Affiliation:
1. Arab Academy for Science, Technology and Maritime Transport , Cairo , Egypt
Abstract
Abstract
Cringe comedy, wittily disseminating truth through the interplay between the verbal and contextual, centralizes vicarious/embarrassment as its endpoint through levels of para/linguistic incongruity and social superiority. This paper focuses on the stand-up comedian presentation along with paratextual elements that document the sociopolitical situation in two different cultures contributing to the process of perception on the part of the gazing audience. The paper questions the spectatorial gaze through post-millennial media practices that pertain to the visual among other visceral affects thus diminishing the role of the active witness whose role is beyond watching.

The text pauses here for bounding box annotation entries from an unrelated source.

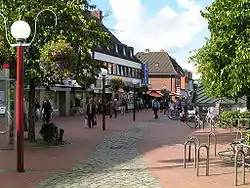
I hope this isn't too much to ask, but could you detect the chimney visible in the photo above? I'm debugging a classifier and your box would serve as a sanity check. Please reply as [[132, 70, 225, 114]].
[[91, 9, 103, 21]]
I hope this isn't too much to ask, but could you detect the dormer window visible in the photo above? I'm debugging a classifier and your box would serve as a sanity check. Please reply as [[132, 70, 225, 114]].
[[115, 44, 119, 53], [130, 48, 134, 57], [123, 46, 127, 56]]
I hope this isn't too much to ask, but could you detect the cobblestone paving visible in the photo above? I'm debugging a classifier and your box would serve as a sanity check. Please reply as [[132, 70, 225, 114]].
[[38, 122, 161, 188]]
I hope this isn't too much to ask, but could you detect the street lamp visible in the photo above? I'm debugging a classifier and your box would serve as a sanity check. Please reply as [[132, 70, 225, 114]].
[[101, 69, 108, 131], [0, 9, 57, 172], [132, 79, 138, 121]]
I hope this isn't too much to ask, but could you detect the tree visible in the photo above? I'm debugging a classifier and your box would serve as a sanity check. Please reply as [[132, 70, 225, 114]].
[[0, 0, 109, 141], [190, 0, 250, 109]]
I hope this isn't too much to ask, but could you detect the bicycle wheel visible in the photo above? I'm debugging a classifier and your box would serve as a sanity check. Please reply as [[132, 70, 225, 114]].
[[186, 116, 198, 129]]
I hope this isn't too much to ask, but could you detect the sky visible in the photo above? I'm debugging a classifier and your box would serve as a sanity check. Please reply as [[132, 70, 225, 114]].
[[90, 0, 213, 78]]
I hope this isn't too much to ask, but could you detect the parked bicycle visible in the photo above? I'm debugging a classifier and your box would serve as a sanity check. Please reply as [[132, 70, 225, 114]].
[[186, 106, 204, 129]]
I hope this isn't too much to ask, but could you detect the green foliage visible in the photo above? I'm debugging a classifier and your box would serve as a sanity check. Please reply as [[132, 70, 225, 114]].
[[110, 78, 125, 92], [39, 123, 58, 142], [191, 0, 250, 99], [40, 40, 77, 82], [246, 130, 250, 146], [220, 111, 250, 127]]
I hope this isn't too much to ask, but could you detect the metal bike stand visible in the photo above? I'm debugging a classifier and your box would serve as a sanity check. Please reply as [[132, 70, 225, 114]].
[[188, 136, 200, 162], [234, 148, 246, 186], [183, 140, 197, 168], [236, 130, 243, 139], [196, 145, 209, 176], [189, 136, 200, 146], [208, 132, 217, 156]]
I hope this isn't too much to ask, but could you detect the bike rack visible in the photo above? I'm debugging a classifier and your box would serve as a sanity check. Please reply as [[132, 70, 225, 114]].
[[236, 131, 243, 139], [196, 145, 209, 176], [189, 136, 200, 146], [183, 140, 197, 168], [234, 149, 246, 186], [208, 132, 217, 156]]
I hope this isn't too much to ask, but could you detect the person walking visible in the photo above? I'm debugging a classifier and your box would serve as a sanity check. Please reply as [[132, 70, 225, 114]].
[[121, 98, 127, 115], [75, 97, 82, 115], [86, 100, 97, 128], [152, 99, 160, 119], [35, 98, 41, 121], [110, 98, 118, 118], [42, 98, 53, 124]]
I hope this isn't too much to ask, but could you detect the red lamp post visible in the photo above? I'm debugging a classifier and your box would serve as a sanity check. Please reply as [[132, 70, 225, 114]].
[[0, 9, 57, 172]]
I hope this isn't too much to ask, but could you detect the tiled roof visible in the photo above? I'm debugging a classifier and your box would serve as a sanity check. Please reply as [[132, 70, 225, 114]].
[[136, 52, 184, 75]]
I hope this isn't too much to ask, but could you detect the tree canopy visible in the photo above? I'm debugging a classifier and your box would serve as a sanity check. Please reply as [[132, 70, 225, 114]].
[[191, 0, 250, 102]]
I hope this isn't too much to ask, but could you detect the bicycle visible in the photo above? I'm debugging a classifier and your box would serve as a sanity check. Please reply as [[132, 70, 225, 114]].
[[167, 107, 180, 120], [186, 106, 204, 129]]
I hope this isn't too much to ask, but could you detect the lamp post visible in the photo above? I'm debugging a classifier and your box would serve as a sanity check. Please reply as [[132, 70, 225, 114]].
[[132, 80, 137, 121], [101, 69, 108, 131], [0, 9, 57, 172]]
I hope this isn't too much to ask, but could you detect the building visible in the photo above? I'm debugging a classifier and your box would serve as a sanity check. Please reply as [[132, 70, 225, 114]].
[[136, 49, 188, 93], [92, 10, 142, 93]]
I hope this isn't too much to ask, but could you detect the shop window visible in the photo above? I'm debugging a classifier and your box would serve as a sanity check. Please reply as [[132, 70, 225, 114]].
[[112, 64, 116, 75]]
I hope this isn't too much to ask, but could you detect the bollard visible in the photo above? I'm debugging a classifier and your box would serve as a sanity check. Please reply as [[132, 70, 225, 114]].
[[236, 131, 243, 139], [183, 140, 197, 168], [234, 149, 246, 186], [208, 132, 217, 156], [196, 145, 209, 176]]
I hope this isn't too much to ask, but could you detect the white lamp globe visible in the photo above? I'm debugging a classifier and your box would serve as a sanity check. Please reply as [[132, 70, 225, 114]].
[[101, 68, 108, 76], [10, 20, 31, 42]]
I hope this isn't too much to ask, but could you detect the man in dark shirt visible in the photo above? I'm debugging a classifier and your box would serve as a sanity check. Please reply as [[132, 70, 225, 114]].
[[42, 98, 53, 123]]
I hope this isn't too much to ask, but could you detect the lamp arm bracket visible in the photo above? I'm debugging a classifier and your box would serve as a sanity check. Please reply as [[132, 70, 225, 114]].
[[28, 9, 58, 45], [0, 12, 11, 45]]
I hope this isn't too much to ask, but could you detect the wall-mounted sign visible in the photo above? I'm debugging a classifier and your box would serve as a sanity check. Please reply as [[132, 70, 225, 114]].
[[142, 64, 148, 84]]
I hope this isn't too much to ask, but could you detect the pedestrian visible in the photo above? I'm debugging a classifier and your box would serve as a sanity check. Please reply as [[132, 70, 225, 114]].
[[86, 100, 97, 128], [75, 97, 82, 115], [42, 98, 53, 124], [23, 98, 28, 131], [121, 98, 127, 115], [35, 98, 41, 121], [110, 98, 118, 118], [152, 99, 160, 119]]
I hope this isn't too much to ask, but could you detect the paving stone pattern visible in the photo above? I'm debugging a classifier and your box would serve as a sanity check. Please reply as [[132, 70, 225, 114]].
[[38, 121, 162, 188]]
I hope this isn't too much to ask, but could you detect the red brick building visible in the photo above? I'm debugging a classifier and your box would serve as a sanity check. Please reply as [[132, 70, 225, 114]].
[[136, 49, 190, 92]]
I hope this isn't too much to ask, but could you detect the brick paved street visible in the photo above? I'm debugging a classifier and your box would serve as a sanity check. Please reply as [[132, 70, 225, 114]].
[[0, 111, 250, 188]]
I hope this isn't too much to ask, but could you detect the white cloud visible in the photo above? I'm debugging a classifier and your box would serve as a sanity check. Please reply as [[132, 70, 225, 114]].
[[109, 0, 207, 78]]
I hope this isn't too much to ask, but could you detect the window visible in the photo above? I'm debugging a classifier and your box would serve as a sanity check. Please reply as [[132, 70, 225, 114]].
[[119, 66, 124, 76], [115, 44, 119, 53], [116, 65, 121, 75], [130, 48, 134, 57], [132, 68, 135, 78], [108, 63, 113, 74], [112, 64, 117, 75], [123, 46, 127, 56]]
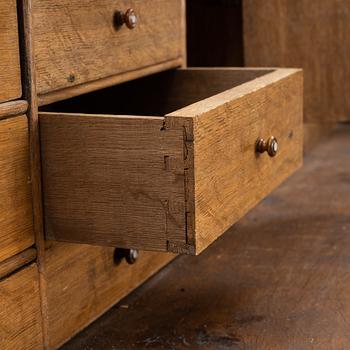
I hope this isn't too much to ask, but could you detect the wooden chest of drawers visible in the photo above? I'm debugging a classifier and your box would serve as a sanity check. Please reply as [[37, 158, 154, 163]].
[[0, 264, 43, 350], [40, 69, 302, 254], [32, 0, 184, 98], [0, 0, 314, 349], [0, 0, 22, 102]]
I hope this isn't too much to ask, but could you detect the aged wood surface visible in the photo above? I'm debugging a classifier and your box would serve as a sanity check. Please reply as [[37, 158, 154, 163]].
[[0, 264, 42, 350], [38, 58, 183, 106], [32, 0, 185, 94], [19, 0, 48, 349], [40, 69, 302, 254], [45, 243, 174, 349], [243, 0, 350, 122], [62, 126, 350, 350], [40, 113, 186, 251], [303, 121, 336, 154], [166, 69, 303, 254], [0, 115, 34, 261], [0, 248, 36, 279], [0, 100, 28, 119], [0, 0, 22, 102]]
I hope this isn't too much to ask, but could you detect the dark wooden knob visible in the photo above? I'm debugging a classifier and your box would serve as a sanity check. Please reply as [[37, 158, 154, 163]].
[[256, 136, 278, 157], [114, 9, 138, 29]]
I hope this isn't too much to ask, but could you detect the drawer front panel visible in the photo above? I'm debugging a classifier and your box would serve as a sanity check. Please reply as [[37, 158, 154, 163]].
[[40, 68, 302, 254], [33, 0, 184, 94], [0, 116, 34, 261], [44, 243, 174, 349], [0, 264, 43, 350], [0, 0, 22, 102]]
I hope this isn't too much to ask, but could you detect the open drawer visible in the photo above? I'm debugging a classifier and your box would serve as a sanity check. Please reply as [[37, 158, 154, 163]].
[[40, 68, 303, 254]]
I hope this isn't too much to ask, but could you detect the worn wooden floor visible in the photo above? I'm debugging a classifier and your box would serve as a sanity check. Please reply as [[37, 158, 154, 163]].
[[63, 126, 350, 350]]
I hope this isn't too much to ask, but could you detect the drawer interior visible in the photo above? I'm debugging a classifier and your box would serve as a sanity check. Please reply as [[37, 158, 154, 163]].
[[41, 68, 273, 116]]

The act of witnessing, globally foregrounded and requested by the turn of the twenty-first century, is investigated within the structure of stand-up comedy to figure out whether or not the spectator is an active witness or a by-stander. For this purpose, the study applies Andy Lavender’s model of performance modalities to stand-up comedy performances by the American Ali Wong and the Egyptian Ali Quandil; Don Wong and Mawdoa Hareemi Shweya (Some Feminine Stuff) in 2022 and 2021 respectively. Lavender’s model proposes that four modalities (the emotional, physical, discursive, contextual) turn the actor/performer into the physical medium of communication to the audience.